Finding Yourself in the Pages: How Literature Becomes a Guide to Self-Discovery
Creating Your Own Education
At sixteen, Kaia Gerber made a bold choice. Instead of heading to college, she moved to New York to pursue modeling. Suddenly, she found herself in rooms full of brilliant, older people having sophisticated conversations—and she felt out of her depth.
Rather than being intimidated by her lack of formal education, she decided to create her own curriculum through books. What started as a mission to appear more intellectual became something much deeper: a journey of self-discovery through literature.
Her story reveals a powerful truth: books don’t just entertain or inform—they become mentors, mirrors, and companions that help us understand ourselves. Through reading, especially works by women writers, Gerber discovered not just knowledge, but wisdom about identity, relationships, and the courage to be authentic.

Breaking Free from “Should” Reading
Moving Beyond the Classics
Gerber’s reading journey began predictably enough. She tackled the books she thought she was “supposed to” read: Camus, Rimbaud, Dostoevsky. These canonical works have their place, but the real transformation happened when she stopped reading to impress others and started reading to connect with herself.
This shift marks a crucial turning point many readers experience—when literature stops being about appearing smart and starts being about understanding yourself. The pressure to read certain books often creates barriers to genuine literary experience.

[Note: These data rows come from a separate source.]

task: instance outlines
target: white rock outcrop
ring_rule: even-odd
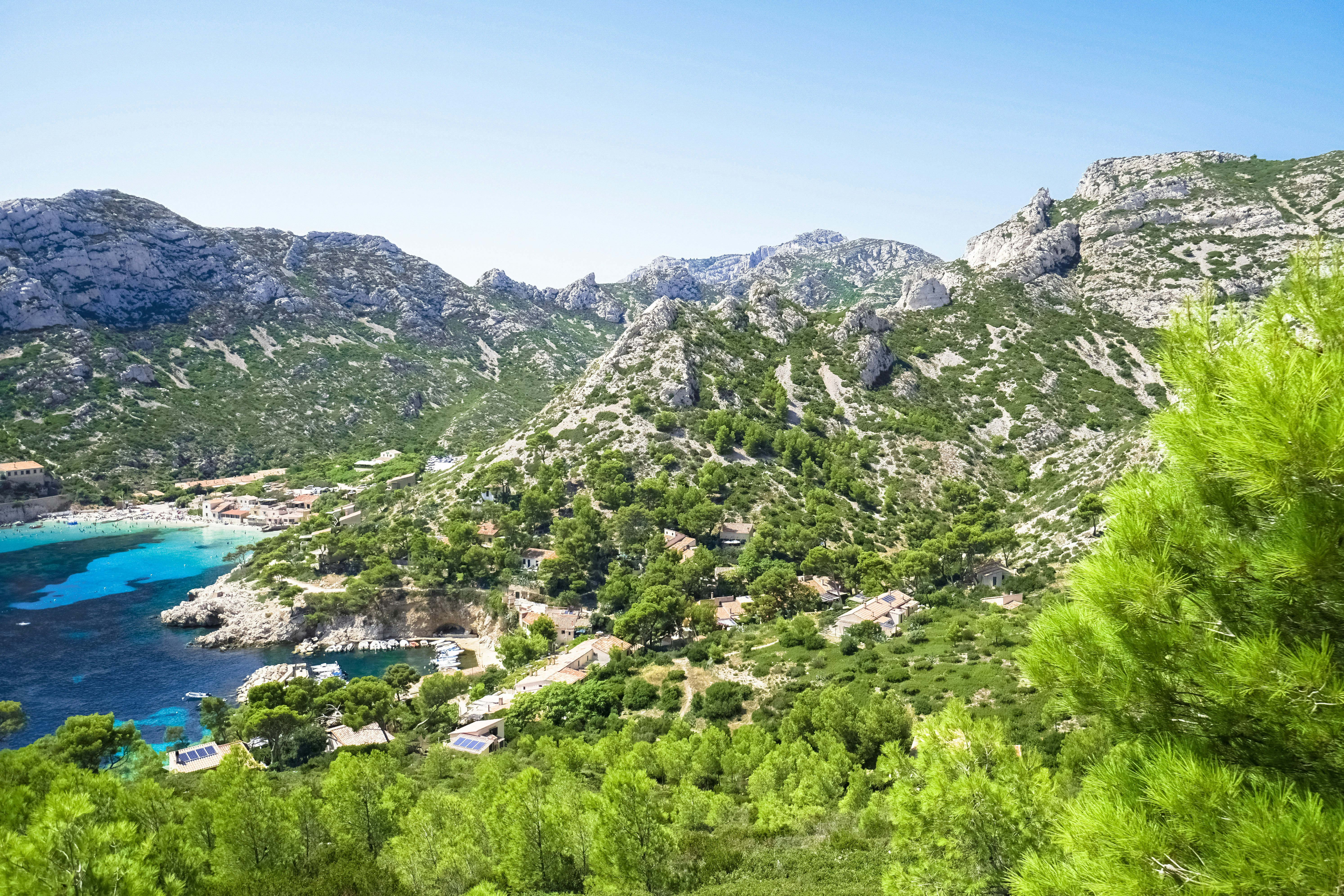
[[[966,242],[966,263],[1025,283],[1074,262],[1079,249],[1078,224],[1062,222],[1051,227],[1052,204],[1050,191],[1038,189],[1013,218]]]
[[[915,274],[900,282],[900,308],[905,310],[923,312],[950,302],[948,286],[931,274]]]
[[[569,312],[591,309],[598,317],[613,324],[625,317],[625,309],[613,296],[597,285],[594,274],[581,277],[559,290],[555,296],[555,304]]]
[[[855,351],[851,361],[859,368],[859,380],[866,388],[872,388],[872,384],[891,369],[895,359],[880,339],[872,333],[866,333],[859,337],[859,348]]]

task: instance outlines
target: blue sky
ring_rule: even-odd
[[[375,232],[468,282],[814,227],[954,258],[1095,159],[1344,149],[1339,3],[19,0],[5,31],[0,196]]]

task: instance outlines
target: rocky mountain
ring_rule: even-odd
[[[85,486],[488,445],[616,337],[593,277],[474,286],[382,236],[200,227],[117,191],[0,203],[0,449]]]
[[[1020,455],[1031,481],[1074,467],[1067,490],[1146,458],[1126,434],[1165,400],[1150,328],[1171,308],[1206,282],[1262,294],[1296,247],[1341,231],[1339,152],[1101,160],[954,262],[818,230],[563,287],[499,269],[468,285],[379,236],[206,228],[116,191],[11,200],[0,450],[99,488],[375,445],[521,459],[540,430],[575,458],[694,466],[699,415],[765,412],[777,383],[778,424],[812,407],[813,431],[883,445],[875,488],[1001,482]],[[659,410],[684,424],[657,430]]]
[[[753,484],[735,509],[767,514],[809,488],[788,435],[802,430],[887,494],[880,510],[851,496],[855,537],[872,523],[895,544],[942,481],[969,480],[1005,496],[1023,556],[1068,559],[1083,543],[1078,496],[1159,462],[1142,423],[1171,396],[1152,328],[1206,282],[1231,301],[1263,294],[1292,251],[1341,230],[1344,153],[1196,152],[1098,161],[1074,196],[1039,189],[950,263],[833,231],[661,257],[626,278],[656,298],[612,349],[442,485],[527,463],[544,431],[575,465],[605,450],[641,476],[724,463]],[[727,445],[724,414],[738,427]],[[765,442],[747,450],[750,426]]]
[[[1263,294],[1292,251],[1340,234],[1344,152],[1286,161],[1175,152],[1093,163],[1071,197],[1038,191],[972,238],[964,258],[1156,326],[1204,283],[1232,300]]]
[[[814,230],[742,255],[660,255],[628,274],[624,282],[649,301],[712,301],[745,296],[757,281],[767,281],[792,302],[835,308],[860,298],[894,300],[900,296],[907,274],[939,262],[937,255],[894,239],[845,239],[833,230]]]

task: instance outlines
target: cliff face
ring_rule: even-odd
[[[1173,152],[1095,161],[1062,201],[1038,191],[972,238],[965,261],[1023,283],[1063,275],[1063,290],[1157,326],[1204,283],[1232,298],[1266,293],[1296,249],[1341,234],[1344,152]]]
[[[430,637],[464,630],[493,637],[501,633],[480,603],[411,592],[388,599],[368,613],[343,614],[316,626],[304,622],[301,600],[285,607],[277,600],[258,602],[246,583],[220,576],[214,584],[195,588],[191,598],[159,614],[159,621],[181,629],[215,629],[192,641],[202,647],[245,647],[266,643],[319,645],[351,641]]]

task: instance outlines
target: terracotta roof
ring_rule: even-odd
[[[663,529],[663,547],[668,551],[676,551],[677,553],[687,553],[695,551],[695,539],[684,532]]]
[[[203,744],[183,747],[181,750],[169,750],[168,771],[204,771],[207,768],[214,768],[222,763],[224,756],[230,752],[241,752],[246,762],[255,764],[251,754],[247,752],[247,744],[243,742],[234,740],[220,747],[214,740],[210,740]]]
[[[359,731],[349,725],[336,725],[327,731],[328,747],[364,747],[367,744],[384,744],[392,739],[390,733],[376,721],[371,721]],[[335,744],[335,746],[332,746]]]
[[[625,641],[621,641],[614,634],[605,634],[601,638],[594,638],[593,641],[587,641],[585,643],[590,643],[590,645],[593,645],[594,649],[602,650],[603,653],[612,653],[613,650],[618,650],[618,649],[620,650],[625,650],[626,653],[629,653],[630,649],[633,647],[633,645],[626,643]],[[579,646],[583,646],[583,645],[579,645]]]

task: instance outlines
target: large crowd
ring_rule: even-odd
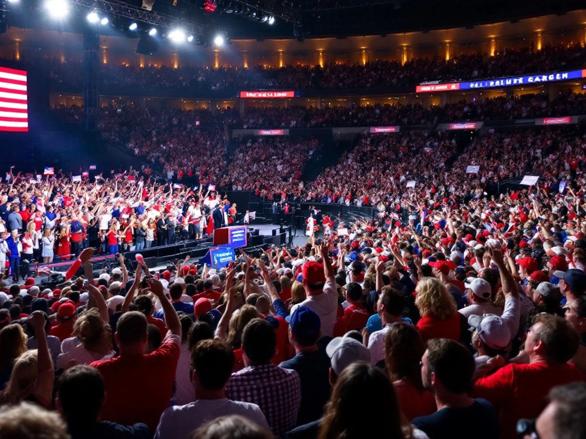
[[[40,59],[34,65],[48,72],[55,86],[81,84],[81,61]],[[494,56],[463,53],[445,57],[413,58],[404,64],[397,60],[365,63],[288,65],[283,67],[220,67],[180,65],[146,66],[101,64],[100,85],[116,90],[189,88],[198,91],[287,88],[302,90],[331,88],[388,88],[414,86],[422,82],[449,82],[517,74],[581,68],[586,65],[586,49],[580,43],[545,44],[498,50]]]
[[[96,235],[85,228],[98,224],[113,254],[136,248],[128,230],[135,238],[155,220],[158,233],[160,220],[173,225],[188,214],[189,232],[189,218],[201,221],[200,205],[217,204],[203,188],[158,185],[132,172],[80,183],[61,176],[33,183],[11,172],[0,187],[0,249],[16,275],[0,275],[0,431],[18,438],[380,435],[383,427],[358,413],[367,404],[394,438],[582,431],[580,140],[553,130],[481,138],[482,152],[473,145],[466,160],[500,156],[506,166],[517,152],[530,157],[526,149],[535,156],[540,149],[547,163],[534,169],[544,181],[471,197],[465,186],[449,194],[448,181],[435,184],[447,173],[466,180],[459,166],[452,172],[438,161],[454,148],[443,136],[366,137],[338,171],[348,170],[343,178],[357,182],[356,190],[389,190],[397,203],[372,221],[338,220],[322,241],[314,235],[257,258],[242,251],[211,269],[186,259],[150,270],[139,260],[133,271],[118,255],[119,267],[94,273]],[[391,169],[385,178],[379,161]],[[418,176],[428,173],[422,187],[379,186],[402,185],[410,166]],[[473,176],[474,184],[489,176]],[[565,191],[551,190],[550,177],[567,179]],[[210,215],[214,227],[223,210]],[[62,284],[16,277],[13,260],[29,258],[31,247],[35,257],[37,230],[43,239],[59,231],[60,246],[69,246],[61,256],[74,265]],[[45,241],[40,251],[45,257]]]
[[[404,66],[299,67],[275,69],[271,79],[404,85],[581,67],[584,53],[546,46]],[[119,68],[104,78],[147,81],[146,70],[122,77]],[[175,76],[182,72],[169,70],[157,84],[199,81]],[[200,82],[220,88],[241,78],[209,72],[197,72]],[[580,126],[486,131],[469,142],[431,130],[364,134],[306,181],[319,142],[244,138],[229,153],[227,139],[227,127],[240,124],[420,124],[583,107],[583,95],[567,92],[242,117],[110,107],[101,135],[145,159],[139,171],[39,176],[6,164],[0,438],[586,436]],[[57,111],[80,116],[79,108]],[[499,187],[524,175],[539,178]],[[138,255],[126,260],[127,251],[237,222],[246,207],[222,197],[222,187],[275,201],[373,206],[377,214],[331,220],[322,236],[311,227],[321,221],[314,210],[304,245],[254,255],[241,249],[213,267],[189,257],[160,269]],[[94,267],[94,256],[106,253],[115,262]],[[58,261],[71,263],[60,283],[42,275]]]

When we treat books like items on a cultural checklist, we miss the deeper magic of finding ourselves in unexpected places.
Following Your Curiosity
True literary connection happens when we stop asking “What should I read?” and start asking “What speaks to me?” This principle transformed Gerber’s relationship with books from obligation to obsession. Over seven years, she dove into hundreds of works by women writers—young, old, queer, American, international—creating a rich collection of voices that became her unofficial advisory board.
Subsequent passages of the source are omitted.